I nodded, because even through it all—the horror of the grove, the greater horror of Lord Taran’s brutality, Deilah’s blubbering—I found a theory surfacing in my mind, like a single bright fish rising through troubled waters.
“I think—” I began, but what I had been about to say next twisted into a shriek.
Lord Wherry had risen from the dark. He too was draped in mist now, his eyes unseeing. I could not make sense of it. Only moments ago he had been a living, breathing person, one whom I had been speaking with; now it was as if the vitality and substance, the very personhood had been drained from him, leaving behind only the outline of what once had been, like a shed snakeskin.
Wendell turned quickly enough to meet Lord Wherry’s sword—I use that word only loosely; it had the translucence of ice. That was the most terrifying thing about these wraiths—my rational mind kept telling me that they should not have been able to touch us; the mist seemed to transform them into itself as it claimed them. They should have been like the monsters under a child’s bed, a presence that could frighten but not harm.
Wendell parried and thrust his sword into Lord Wherry’s chest, and the man collapsed back into the mist.
“My curiosity has been sated,” Lord Taran said grimly. “Our kind is not immune to the corrupting influence of this grove. As I would prefer not to become an unthinking puppet in my dear sister’s revenge plot, I suggest we depart.”
It was as he spoke the last word that I heard a whoosh of air, and felt something solid strike me. Solid—and slightly bony. I rolled down the slope, having little idea what was happening. It was only when I came to a crashing halt against a tree trunk that I understood: Deilah had leapt upon me, sending the both of us tumbling down the hill, and sparing me from probable decapitation, for the whoosh had come from a sword.
I felt something warm slip down my forehead, and pressed my hand to it. I stared at the bright red staining my palm—the sword had cut my scalp.
“Emily!” Wendell shouted, horror sharpening his voice.
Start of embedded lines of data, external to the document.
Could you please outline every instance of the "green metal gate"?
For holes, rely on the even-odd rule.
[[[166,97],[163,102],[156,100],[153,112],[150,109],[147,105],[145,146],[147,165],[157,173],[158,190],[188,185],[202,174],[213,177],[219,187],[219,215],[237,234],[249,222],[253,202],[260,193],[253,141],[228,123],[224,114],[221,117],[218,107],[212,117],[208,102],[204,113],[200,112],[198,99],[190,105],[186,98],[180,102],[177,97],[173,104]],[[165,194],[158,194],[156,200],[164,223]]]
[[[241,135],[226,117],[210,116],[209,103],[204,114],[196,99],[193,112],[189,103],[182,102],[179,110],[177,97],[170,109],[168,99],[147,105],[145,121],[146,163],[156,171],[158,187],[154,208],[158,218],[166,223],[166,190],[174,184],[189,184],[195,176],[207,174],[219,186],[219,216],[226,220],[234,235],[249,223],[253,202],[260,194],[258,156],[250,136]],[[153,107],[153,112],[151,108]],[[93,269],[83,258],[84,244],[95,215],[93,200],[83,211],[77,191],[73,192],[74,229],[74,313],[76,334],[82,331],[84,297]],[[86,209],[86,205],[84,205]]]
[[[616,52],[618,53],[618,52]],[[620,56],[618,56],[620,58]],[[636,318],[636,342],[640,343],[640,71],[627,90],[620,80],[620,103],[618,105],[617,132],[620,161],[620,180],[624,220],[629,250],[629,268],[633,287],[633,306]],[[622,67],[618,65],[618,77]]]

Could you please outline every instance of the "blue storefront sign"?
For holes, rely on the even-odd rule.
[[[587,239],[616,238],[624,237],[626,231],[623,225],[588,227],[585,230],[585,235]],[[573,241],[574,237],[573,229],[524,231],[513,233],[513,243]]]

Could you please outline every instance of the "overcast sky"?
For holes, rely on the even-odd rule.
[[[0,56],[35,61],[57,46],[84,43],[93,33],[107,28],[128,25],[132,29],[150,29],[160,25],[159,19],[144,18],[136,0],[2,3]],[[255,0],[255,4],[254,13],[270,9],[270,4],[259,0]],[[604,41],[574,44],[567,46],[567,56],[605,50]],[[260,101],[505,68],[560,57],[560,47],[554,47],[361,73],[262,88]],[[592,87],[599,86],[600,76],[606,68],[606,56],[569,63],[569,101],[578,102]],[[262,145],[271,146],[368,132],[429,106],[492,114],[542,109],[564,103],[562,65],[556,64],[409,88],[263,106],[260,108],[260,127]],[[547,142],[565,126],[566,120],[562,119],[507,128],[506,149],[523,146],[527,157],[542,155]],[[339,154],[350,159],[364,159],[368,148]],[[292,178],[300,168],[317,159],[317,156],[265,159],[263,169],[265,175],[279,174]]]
He had locked swords with the person who had tried to maim me, and sent her reeling back. It was the guard who had been killed by the deara—the corruption had claimed her as she lay forgotten where she had fallen.
“I’m fine,” I called, trying to reassure him before I was even certain it was true. Fortunately, as I took stock of myself, I found I was right—the cut was shallow, though it was bleeding a great deal.